"In our study, we compared urine samples from children with ALL (acute lymphoblastic leukemia) and their mothers with healthy children and their moms," said study researcher Offie Soldin.
"We found elevated levels of common household pesticides more often in the mother-child pairs affected by cancer," said Soldin, an epidemiologist at the center, who led the research published in August's issue of Therapeutic Drug Monitoring.
"We shouldn't assume that pesticides caused these cancers, but our findings certainly support the need for more robust research in this area," she said.
Between January 2005 and January 2008, the study tested 41 pairs of children with ALL and their mothers, and 41 pairs of healthy children and their mothers.
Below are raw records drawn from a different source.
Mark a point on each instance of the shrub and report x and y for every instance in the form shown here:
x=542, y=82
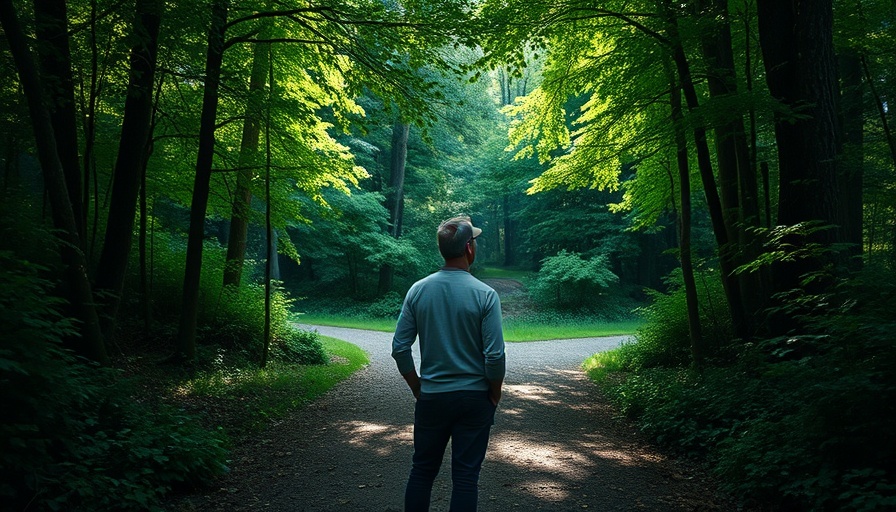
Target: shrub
x=566, y=280
x=73, y=437
x=663, y=340
x=387, y=306
x=300, y=347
Pesticides were found in the urine of more than half of the study's participants, but levels of two OP metabolites -- diethylthiophosphate (DETP) and diethlydithiophosphate (DEDTP) "were higher in the children with ALL."
Pesticides are prevalent in the environment and can easily be absorbed through the skin or through respiration.
The participants were asked to provide a family history and details about their home and neighborhood, diet, smoke exposure and use of pesticides in the home.
Some 33 percent of women whose children had ALL said they used pesticides at home, as compared with 14 percent among women whose children were healthy.
"We know pesticides -- sprays, strips, or 'bombs,' are found in at least 85 percent of households, but obviously not all the children in these homes develop cancer," Soldin said.
Previous studies, including in agricultural areas where such chemicals are used frequently, have indicated a link between pesticides and cancer in children, but this study is the first to examine the link between household pesticides and the disease, according to the research's authors.
ALL usually affects children between the ages of three and seven years old.